Al principio, hasta el propio Túpac Yupanqui se mostró incrédulo ante la idea de que hubiera dos islas mar adentro, Auachumbi y Ninachumbi, donde abundaban las riquezas. Por más que lo repitieran los marinos tumbesinos del golfo de Guayaquil, la región que acababa de conquistar. Solo se convenció después de consultarlo con su adivino, un tal Antarqui, «del que afirman que era grande nigromántico, tanto que volaba por los aires». Según Sarmiento, el príncipe zarpó del puerto de Manta, en el moderno Ecuador, en febrero de 1465, «con una numerosísima cantidad de balsas en que embarcó más de veinte mil soldados», y regresó nueve meses más tarde. Estuvo en algunas islas, pero no sabemos cuáles. Resulta tentador pensar en el archipiélago de las Galápagos, pero entonces estaba deshabitado. Sarmiento afirmaba que Auachumbi y Ninachumbi eran las islas Salomón (que él mismo visitó en 1568 siguiendo el trayecto, creía, de Túpac Yupanqui), pero tampoco hay pruebas allí de ningún contacto con los incas.

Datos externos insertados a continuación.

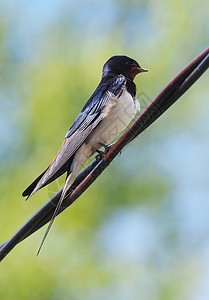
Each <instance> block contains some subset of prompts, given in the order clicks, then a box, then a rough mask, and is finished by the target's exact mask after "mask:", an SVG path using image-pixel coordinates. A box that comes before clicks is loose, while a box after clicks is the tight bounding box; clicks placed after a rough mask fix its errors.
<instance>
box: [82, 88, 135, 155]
mask: <svg viewBox="0 0 209 300" xmlns="http://www.w3.org/2000/svg"><path fill="white" fill-rule="evenodd" d="M139 110H140V105H139V102H138V100H137V99H133V98H132V96H131V95H130V94H129V93H128V92H127V91H126V90H125V91H124V92H123V93H122V95H121V96H120V97H119V98H118V99H116V104H115V105H114V106H112V107H111V109H110V111H109V113H108V115H107V116H106V117H105V118H104V120H103V121H102V122H101V123H100V124H99V125H98V127H97V128H96V129H95V131H94V133H92V135H91V137H90V139H89V141H88V144H91V145H92V148H93V149H94V151H95V150H97V149H98V148H100V146H99V143H104V144H109V143H110V142H111V141H112V140H114V139H115V138H116V137H117V136H118V135H119V134H121V132H122V131H123V130H124V129H125V128H126V127H127V126H128V124H129V123H130V122H131V120H132V119H133V118H134V117H135V115H136V113H137V111H139Z"/></svg>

Donde sí podría haberlas es en Rapa Nui, la isla de Pascua, en el Chile actual. Concretamente, en Vinapú, un enigmático monumento levantado con enormes piedras irregulares ensambladas con gran precisión, sumamente parecidas a las de Machu Picchu y otros enclaves de estilo incaico de época imperial. Algunos investigadores también miran a Mangareva, una isla de la Polinesia Francesa donde todavía se cuenta la leyenda del rey Tupa, un monarca de piel cobriza que llegó capitaneando una gran flota desde el punto donde sale el sol. Incluso existe una danza en su honor. A pesar de estas pruebas y algunas más, la tesis no convence a todos los historiadores. Mangareva está a ocho mil kilómetros de Ecuador. Si Túpac Yupanqui estuvo allí, su viaje fue más largo que el de Cristóbal Colón. Ya lo decía Sarmiento: es un caso extraño y dificultoso de creer.